Publish Blog Posts on a static website using GitHub Actions
Static websites are great. They offer high performance, and low operating costs by converting your source code into a static website just once at build time. But, what if you want to write articles in advance and have them become available automatical when the publish date and time occures?
In this example, we will publish a static AstroJS site hourly using a combination of filters in our template, and a build hook triggered by GitHub actions.
Filtering posts
const filterOutUnpublished = (array: any[]) => {
return array.filter((item: any) => new Date(item.data.date) <= new Date());
};
const posts = await getCollection('blog');
const publishedPosts = filterOutUnpublished(posts);
This works by using JavaScript’s filter
method on an array of posts, that will return a new array containging only posts where the test - in this case checking the date is now or in the past - returns true.
Your theme might already have a filter for publishing future posts, but if it doesn’t then take a look for how it handles draft posts and drop the filter in there.
Once you are set up to only build publish posts, the next challenge is trigger the build periodically so they appear automatically once their published date passes.

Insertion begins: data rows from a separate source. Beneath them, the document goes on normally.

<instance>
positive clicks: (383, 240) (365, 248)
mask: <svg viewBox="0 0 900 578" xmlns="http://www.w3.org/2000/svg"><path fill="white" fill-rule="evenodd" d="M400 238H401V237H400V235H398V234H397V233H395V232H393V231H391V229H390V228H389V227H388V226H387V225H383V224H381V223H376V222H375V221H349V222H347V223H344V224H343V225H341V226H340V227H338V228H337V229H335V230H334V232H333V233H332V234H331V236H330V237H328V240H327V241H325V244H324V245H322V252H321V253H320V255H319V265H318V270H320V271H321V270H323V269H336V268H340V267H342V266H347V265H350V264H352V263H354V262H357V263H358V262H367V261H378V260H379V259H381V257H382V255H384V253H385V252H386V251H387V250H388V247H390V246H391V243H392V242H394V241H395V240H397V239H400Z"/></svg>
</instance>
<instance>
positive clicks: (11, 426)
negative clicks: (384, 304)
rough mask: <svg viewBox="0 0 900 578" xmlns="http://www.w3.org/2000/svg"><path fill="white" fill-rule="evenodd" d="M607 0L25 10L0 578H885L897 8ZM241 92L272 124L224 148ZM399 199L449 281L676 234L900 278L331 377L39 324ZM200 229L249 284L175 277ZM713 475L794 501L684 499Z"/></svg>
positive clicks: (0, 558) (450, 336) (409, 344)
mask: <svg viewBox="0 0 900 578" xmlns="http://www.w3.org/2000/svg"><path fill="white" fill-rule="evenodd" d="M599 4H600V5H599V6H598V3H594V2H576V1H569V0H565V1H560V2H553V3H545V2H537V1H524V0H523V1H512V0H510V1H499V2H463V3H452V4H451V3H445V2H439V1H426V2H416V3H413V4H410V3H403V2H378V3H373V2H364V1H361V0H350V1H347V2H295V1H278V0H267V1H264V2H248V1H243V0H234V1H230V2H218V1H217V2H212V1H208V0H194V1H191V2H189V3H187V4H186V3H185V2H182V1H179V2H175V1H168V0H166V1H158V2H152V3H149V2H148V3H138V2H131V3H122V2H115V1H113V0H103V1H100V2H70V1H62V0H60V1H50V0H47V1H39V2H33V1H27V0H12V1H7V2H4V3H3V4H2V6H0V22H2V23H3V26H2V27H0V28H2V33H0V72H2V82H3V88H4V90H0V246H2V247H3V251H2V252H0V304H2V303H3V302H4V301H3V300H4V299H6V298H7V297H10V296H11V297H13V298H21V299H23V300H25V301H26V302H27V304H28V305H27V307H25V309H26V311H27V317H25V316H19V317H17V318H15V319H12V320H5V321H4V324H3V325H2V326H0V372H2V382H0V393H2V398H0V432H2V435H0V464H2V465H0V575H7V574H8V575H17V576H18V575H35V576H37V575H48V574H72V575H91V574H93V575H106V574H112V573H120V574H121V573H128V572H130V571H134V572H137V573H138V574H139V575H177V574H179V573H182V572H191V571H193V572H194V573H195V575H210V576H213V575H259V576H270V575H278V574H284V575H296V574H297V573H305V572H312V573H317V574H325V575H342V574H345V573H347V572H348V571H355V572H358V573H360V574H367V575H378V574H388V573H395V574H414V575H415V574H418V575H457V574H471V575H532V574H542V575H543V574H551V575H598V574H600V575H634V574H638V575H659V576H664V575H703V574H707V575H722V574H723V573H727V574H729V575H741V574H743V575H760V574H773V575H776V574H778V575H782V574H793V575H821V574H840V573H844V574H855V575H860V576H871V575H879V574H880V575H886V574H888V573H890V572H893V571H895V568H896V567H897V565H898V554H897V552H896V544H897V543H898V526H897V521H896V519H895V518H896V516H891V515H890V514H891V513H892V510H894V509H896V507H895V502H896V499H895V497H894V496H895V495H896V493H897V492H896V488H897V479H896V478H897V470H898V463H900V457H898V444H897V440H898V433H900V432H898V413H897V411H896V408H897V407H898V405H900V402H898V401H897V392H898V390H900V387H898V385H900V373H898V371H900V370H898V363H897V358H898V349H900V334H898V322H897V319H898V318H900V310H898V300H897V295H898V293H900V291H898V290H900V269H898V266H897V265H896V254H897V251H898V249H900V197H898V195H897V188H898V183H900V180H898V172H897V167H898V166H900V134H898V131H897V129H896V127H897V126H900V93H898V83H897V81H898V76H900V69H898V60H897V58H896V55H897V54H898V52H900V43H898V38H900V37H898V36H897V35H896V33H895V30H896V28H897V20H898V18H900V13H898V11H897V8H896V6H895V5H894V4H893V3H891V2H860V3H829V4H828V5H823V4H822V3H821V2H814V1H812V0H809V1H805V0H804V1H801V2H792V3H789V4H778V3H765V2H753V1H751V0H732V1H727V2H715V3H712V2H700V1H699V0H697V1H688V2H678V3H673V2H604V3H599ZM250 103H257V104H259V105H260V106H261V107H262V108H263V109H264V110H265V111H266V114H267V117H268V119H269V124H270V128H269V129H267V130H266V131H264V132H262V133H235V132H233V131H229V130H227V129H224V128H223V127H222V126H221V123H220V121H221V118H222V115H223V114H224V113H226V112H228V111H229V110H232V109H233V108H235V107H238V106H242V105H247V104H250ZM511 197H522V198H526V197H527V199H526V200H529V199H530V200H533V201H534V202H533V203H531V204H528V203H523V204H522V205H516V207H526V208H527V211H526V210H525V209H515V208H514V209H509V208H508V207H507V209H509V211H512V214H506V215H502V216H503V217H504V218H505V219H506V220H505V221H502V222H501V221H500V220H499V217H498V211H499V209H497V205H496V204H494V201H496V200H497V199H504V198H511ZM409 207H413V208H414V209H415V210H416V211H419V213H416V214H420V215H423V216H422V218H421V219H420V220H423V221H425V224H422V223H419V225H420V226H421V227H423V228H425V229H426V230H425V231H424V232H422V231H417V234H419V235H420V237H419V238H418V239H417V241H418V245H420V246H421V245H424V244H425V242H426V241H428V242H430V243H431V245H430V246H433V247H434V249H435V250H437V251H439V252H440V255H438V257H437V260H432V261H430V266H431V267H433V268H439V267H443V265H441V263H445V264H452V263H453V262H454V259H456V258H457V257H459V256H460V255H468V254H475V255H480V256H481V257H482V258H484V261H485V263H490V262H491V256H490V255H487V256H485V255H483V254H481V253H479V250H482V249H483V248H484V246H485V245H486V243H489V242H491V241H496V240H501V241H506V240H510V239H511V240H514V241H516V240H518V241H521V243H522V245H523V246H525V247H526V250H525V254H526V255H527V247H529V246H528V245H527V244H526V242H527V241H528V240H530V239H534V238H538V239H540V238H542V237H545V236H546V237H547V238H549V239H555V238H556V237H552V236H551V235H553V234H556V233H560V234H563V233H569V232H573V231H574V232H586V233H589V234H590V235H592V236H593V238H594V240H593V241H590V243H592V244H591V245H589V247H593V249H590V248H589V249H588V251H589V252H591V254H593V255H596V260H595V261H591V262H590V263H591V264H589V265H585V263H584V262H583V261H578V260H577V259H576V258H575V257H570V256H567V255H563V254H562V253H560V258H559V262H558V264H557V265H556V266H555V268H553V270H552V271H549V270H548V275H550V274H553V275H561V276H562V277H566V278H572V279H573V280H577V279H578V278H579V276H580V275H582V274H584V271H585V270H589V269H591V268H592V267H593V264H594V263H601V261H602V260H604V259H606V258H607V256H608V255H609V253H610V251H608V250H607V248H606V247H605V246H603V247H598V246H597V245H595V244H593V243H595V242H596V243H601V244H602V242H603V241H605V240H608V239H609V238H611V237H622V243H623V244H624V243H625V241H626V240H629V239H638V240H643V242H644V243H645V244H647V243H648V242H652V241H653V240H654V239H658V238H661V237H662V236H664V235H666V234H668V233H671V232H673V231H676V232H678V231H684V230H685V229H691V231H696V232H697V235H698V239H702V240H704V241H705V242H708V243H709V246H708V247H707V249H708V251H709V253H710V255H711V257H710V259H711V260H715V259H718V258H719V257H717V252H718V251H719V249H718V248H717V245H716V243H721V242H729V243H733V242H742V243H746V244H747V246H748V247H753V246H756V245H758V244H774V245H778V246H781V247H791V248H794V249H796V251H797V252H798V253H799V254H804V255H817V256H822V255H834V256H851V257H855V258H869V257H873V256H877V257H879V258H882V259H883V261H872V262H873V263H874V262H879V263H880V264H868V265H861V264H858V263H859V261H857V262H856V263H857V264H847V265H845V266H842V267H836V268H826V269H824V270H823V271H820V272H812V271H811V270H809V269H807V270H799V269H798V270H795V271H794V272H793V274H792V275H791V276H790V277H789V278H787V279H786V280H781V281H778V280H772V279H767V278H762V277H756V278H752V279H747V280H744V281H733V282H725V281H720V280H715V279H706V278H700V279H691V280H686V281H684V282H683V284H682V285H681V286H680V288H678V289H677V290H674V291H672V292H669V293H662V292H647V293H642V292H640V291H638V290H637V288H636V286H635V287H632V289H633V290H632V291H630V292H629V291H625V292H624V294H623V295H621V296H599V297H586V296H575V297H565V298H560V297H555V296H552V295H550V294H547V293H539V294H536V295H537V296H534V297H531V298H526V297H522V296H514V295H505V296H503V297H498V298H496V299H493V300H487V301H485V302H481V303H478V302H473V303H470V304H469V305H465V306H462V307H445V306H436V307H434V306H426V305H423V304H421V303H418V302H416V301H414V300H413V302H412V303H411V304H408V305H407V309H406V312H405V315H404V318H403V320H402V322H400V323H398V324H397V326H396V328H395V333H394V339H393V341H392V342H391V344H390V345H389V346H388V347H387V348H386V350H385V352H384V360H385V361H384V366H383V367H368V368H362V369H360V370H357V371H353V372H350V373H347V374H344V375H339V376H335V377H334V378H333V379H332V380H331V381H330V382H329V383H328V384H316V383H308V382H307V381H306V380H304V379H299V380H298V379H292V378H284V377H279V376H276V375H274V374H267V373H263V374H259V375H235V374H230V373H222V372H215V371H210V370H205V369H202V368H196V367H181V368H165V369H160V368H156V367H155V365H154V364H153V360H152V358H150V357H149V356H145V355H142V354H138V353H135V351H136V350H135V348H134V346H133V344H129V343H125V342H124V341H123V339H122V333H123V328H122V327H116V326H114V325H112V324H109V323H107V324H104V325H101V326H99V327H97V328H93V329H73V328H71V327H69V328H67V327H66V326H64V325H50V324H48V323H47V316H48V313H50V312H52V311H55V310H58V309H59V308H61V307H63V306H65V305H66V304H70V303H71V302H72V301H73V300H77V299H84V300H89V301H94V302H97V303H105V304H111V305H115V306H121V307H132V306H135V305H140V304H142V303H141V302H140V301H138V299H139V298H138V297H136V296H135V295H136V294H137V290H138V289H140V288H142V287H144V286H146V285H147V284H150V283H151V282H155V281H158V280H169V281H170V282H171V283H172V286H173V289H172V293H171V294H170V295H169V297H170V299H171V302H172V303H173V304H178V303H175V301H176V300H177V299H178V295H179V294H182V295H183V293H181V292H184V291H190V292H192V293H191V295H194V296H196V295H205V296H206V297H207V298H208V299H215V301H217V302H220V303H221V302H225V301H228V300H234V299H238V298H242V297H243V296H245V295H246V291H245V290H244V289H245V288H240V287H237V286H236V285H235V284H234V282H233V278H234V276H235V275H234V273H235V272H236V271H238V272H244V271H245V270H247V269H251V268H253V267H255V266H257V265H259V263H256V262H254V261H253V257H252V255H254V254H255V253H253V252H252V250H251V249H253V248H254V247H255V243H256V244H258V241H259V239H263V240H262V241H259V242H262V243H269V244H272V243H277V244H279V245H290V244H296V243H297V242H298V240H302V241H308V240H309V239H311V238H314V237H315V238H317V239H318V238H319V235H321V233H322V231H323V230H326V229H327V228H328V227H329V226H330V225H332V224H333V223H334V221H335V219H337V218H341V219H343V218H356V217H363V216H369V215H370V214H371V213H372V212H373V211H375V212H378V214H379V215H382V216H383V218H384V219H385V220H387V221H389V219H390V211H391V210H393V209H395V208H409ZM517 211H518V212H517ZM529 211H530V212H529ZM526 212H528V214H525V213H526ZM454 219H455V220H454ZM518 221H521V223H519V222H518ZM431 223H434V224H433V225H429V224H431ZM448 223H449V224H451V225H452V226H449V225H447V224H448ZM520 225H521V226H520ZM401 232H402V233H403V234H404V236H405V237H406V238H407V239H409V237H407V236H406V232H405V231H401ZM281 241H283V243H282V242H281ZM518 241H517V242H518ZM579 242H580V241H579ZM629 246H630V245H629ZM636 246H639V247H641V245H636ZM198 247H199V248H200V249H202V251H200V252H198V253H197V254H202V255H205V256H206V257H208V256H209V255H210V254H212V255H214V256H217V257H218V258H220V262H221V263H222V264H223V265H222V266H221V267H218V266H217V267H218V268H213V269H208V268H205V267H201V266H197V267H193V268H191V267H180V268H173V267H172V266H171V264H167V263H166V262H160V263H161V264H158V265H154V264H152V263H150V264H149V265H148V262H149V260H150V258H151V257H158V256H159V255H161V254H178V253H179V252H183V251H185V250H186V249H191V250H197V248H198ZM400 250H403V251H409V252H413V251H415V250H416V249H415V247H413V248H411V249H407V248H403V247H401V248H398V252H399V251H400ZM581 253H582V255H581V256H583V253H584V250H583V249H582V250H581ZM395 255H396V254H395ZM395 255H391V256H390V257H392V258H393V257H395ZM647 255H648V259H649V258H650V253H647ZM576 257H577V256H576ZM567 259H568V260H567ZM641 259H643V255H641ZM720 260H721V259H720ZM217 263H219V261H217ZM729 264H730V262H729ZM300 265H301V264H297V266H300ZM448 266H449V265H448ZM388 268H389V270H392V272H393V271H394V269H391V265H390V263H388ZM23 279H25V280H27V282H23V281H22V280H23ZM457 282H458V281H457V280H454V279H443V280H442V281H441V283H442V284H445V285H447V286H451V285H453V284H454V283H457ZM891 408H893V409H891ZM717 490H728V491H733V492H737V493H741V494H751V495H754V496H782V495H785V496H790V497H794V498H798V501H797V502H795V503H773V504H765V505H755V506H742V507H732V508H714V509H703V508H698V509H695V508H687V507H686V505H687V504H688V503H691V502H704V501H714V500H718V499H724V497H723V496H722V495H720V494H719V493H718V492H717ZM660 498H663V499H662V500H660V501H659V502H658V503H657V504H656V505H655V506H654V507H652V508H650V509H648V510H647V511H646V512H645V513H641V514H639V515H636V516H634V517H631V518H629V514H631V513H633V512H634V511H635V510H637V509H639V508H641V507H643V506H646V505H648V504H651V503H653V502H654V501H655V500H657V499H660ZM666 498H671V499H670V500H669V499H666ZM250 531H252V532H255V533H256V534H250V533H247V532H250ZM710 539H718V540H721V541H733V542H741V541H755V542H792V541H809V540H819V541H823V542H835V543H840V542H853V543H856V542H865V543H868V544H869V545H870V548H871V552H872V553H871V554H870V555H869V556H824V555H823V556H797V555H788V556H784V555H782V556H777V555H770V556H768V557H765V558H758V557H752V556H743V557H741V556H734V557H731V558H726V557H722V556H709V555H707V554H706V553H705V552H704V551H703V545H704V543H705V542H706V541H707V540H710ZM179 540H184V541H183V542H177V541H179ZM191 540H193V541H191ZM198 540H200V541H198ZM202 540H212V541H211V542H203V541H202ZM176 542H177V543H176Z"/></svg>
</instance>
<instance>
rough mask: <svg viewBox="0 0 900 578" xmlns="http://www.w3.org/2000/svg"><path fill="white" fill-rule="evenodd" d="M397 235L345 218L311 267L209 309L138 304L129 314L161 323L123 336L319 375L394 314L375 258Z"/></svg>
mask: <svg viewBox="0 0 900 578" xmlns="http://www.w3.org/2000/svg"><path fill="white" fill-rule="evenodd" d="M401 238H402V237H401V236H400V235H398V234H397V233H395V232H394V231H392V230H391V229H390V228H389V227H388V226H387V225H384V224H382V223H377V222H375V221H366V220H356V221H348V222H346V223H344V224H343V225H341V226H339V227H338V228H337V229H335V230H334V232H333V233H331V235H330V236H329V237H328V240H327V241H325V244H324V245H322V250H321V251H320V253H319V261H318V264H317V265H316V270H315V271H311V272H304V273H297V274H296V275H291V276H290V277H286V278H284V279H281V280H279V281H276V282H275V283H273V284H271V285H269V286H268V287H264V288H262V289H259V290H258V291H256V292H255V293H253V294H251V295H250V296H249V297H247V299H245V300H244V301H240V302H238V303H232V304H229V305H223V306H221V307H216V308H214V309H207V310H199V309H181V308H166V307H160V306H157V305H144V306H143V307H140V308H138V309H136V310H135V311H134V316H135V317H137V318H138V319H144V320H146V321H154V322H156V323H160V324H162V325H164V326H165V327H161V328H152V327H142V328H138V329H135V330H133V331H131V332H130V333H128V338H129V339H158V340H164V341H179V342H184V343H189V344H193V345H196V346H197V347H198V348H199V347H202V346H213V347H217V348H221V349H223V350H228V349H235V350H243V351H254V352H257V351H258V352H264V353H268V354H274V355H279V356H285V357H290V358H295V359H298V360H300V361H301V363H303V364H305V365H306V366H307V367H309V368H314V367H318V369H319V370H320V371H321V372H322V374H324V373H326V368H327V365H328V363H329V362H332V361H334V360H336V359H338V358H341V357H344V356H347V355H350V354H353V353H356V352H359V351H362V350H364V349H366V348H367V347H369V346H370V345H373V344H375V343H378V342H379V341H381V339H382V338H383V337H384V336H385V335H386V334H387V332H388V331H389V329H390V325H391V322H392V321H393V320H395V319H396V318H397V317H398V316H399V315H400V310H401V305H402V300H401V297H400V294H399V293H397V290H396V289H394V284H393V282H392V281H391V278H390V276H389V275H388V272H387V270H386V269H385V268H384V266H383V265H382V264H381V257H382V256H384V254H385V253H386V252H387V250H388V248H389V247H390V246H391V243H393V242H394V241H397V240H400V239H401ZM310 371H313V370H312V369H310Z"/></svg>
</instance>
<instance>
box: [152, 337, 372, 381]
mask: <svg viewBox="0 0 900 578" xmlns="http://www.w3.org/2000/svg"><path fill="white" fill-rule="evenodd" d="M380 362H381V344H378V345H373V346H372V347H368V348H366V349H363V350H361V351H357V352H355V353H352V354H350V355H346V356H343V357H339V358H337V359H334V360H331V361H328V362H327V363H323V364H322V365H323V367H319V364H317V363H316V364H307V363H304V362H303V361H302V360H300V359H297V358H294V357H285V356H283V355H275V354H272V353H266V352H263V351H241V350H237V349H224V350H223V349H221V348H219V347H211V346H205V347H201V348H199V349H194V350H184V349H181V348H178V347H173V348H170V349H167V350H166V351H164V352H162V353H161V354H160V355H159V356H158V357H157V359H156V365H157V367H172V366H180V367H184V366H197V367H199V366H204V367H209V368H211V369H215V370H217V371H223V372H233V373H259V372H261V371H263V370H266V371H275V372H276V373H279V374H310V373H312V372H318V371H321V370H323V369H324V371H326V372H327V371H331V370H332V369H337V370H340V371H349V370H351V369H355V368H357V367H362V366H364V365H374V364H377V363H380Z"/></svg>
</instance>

To do this, most providers will offer a way to enable a deploy hook: A url that you can call to trigger a deploy. Once you have a deploy hook, you can configure Github actions to use a scheduled cron job using the workflow-webhook to hit the url on a regular basis to rebuild the site.
name: Deploy every hour
on:
schedule:
- cron: '0 * * * *'
jobs:
daily-deploy:
runs-on: ubuntu-latest
steps:
- uses: distributhor/workflow-webhook@v3
with:
webhook_url: https://my-static-host/build-url
In this example, every hour a rebuild will be triggered. You should modify the frequency of the builds to reflect the limits of your provider. For instance, CloudFlare limit you 500 deploys a month, Netlify’s free tier limits you to 300 minutes.
Personally, I deploy every four hours using this format.
on:
schedule:
- cron: '0 0/4 * * *'
You can use a tool like Crontab Guru if you’re not sure of the cron syntax.
While it might seem wasteful to be building your site every hour, remember that in a dynamic site it gets rendered on every single page view.